Beitrag von MiLe » 16.12.2017, 15:32

Klar ist natürlich, dass der Bereich unter 6K für das musikalische Erlebnis wesentlich relevanter ist als der darüber, maerkt man alleineam Telefon, wo man meist Stimmen sogar och bei extrem geringer Bandbreite identifizieren kann. Aus der Beobachtung "über 7 K kommt nur scharfes, zerfetztes Rauschen" auf dessen Irrelevanz oder gar störenden Einfluss zu schließen, halte ich aber für gewagt. Ein richtig eingestellter Sub für sich alleine klingt auch gruselig, bereichert das Klangbild aber ganz enorm im Zusammenspiel.
Im Bereich über 6, 7 oder 8K spielt sich noch so einiges an Obertönen ab, was isoliert gehört sicher nicht schön ist (z.B. Oberwellen 3., 5., 7. ... Ordnung), aber eben zum wahrgenommenen Klangcharakter beiträgt.

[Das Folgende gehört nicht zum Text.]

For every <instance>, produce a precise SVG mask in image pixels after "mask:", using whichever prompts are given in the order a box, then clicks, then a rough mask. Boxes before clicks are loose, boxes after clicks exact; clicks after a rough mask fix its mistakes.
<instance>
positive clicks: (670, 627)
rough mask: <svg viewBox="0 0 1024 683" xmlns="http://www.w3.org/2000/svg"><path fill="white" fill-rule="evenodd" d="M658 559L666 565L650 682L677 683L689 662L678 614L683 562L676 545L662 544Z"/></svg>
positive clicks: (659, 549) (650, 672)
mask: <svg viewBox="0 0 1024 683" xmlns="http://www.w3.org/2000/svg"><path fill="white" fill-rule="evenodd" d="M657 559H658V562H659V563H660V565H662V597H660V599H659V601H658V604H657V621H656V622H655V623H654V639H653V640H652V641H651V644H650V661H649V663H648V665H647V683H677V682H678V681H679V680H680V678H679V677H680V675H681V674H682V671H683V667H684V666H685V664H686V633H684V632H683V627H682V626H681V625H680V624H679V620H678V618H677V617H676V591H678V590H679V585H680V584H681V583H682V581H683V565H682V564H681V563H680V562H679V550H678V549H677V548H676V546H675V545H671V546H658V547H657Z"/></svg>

Man darf auch nicht ausser Acht lassen, was unser Hirn mit den aufgenommen Informationen so alles anfängt: Sowohl im Tief- als auch im Hochtonbereich werden da fehlende Informationen aufgrund früherer Erfahrungen gerne "dazugerechnet" - auf diesem Effekt beruht z.B. der Erfolg von Bose-Miniboxen. Die werden auch als wesentlich basspotenter wahrgenommen, als sie tatsächlich sind. Wie sollten sie auch - mit 50 cm² Membranfläce und < 1 mm Hub ist bassmäßig nicht viel zu holen.